Branches of the Korea Teachers and Education Workers Union have urged teachers to use the incentives as a financial resource to wage an anti-incentive campaign against the government. In the union`s Gwangju branch, members agreed to donate 50,000 won per teacher to establish an educational foundation to prevent disparity in education. The members of the union`s Busan branch agreed to donate 50,000-100,000 won per teacher to set up a fund to help the underprivileged. Those in Incheon and North Gyeongsang Province will each give 100,000 won and those in South Gyeongsang Province, South Jeolla Province and the Chungcheong provinces will each donate 20,000-100,000 won to fight the government. The union says its conflict reflects the self-respect and unyielding will of teachers to correct the erroneously implemented incentive system.

The incentive system was introduced seven years ago, but the union`s systematic conflict has stood in the way of promoting the system. The system is now a factor intensifying discord among teachers instead of being a tool to improve educational quality via sound competition among teachers. Even principals are being forced to embrace the teachers` demand to categorize teachers based on unreasonable standards. Given that certain principals and vice principals at private schools received a "B" grade last year, all blame should not be placed on the teachers` union.

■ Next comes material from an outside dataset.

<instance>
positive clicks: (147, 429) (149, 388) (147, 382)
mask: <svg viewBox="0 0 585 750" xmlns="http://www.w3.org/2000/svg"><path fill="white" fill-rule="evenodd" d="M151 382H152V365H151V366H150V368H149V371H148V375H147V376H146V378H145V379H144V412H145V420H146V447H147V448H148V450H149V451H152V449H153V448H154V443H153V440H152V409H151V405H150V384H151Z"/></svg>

The Education, Science and Technology Ministry is also responsible in that it allows each school to distribute the incentives based on its own standards. It suggested around 30 standards such as school hours and counseling for students. Only a few schools, however, have honored the ministry`s suggestions. The teachers` union had long argued that the incentive system will turn into a new system to assess teacher performance and urged teachers to give the money back. The union, however, has instead encouraged division of the incentives money evenly. Teachers belonging to the union cannot differentiate the incentives from the money pooled to pay for dinner. It is better to withdraw all the incentives. Education offices in each city and province now just turn a blind eye to this instead of performing strict supervision. The quality of education cannot be upgraded without strengthening teacher competitiveness.